La mujer hizo un brusco gesto de asentimiento a un muchacho de expresión mezquina que intentaba desplumar a un pollo vivo encerrado en una jaula; el muchacho cogió el collar que la mujer le entregó antes de acompañar a los hombres a una pequeña yurta improvisada detrás del puesto.
La anciana invitó a los hombres a sentarse sobre una alfombra estampada en vermellón, verde musgo y triángulos de oro bruñido. Se sentó frente a ellos, sacó una alfombra circular con flecos de un baúl colocado a su espalda y la extendió en el suelo ante sí. Luego observó a los hombres con expresión expectante y cauta.
—¿Sabe quién soy? —preguntó Ostrov en ruso.
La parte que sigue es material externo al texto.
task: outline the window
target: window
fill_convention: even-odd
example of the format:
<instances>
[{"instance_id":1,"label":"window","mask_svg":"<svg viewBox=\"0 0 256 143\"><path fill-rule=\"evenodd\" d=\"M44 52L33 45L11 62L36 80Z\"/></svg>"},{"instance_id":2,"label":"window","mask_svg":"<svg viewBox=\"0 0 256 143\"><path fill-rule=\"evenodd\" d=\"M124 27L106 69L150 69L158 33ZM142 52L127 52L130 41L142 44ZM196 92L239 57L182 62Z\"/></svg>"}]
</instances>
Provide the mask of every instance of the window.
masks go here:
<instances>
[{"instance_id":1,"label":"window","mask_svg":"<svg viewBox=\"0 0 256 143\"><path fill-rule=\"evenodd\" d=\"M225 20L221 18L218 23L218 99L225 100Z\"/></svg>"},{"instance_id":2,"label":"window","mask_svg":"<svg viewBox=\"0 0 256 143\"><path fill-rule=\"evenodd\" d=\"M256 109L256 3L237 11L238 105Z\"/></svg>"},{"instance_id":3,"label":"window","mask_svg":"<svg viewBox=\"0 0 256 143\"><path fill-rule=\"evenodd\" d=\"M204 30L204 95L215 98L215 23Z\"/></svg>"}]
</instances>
—Sabía que hoy vendría un forastero —repuso ella.
Su voz poseía el timbre apaciguador de una flauta de madera, como si apenas la usara y por ello fuera más joven que el resto de su cuerpo.
—Aparte de eso no es asunto mío, pero hace muchas generaciones que nadie de mi linaje comerciaba con un forastero. No sabía que ninguno de ustedes supiera que existimos, pero suponía que conocía usted mi ignorancia y yo a mi vez sospechaba que usted suponía mi falta de conocimiento. Se trata de una cadena, y como la mayoría de las cadenas de información, es infinita e inane a un tiempo. Pero también es prometedora en tanto que responsable del tema de nuestra primera conversación, y me induce a ofrecerle esta cadena.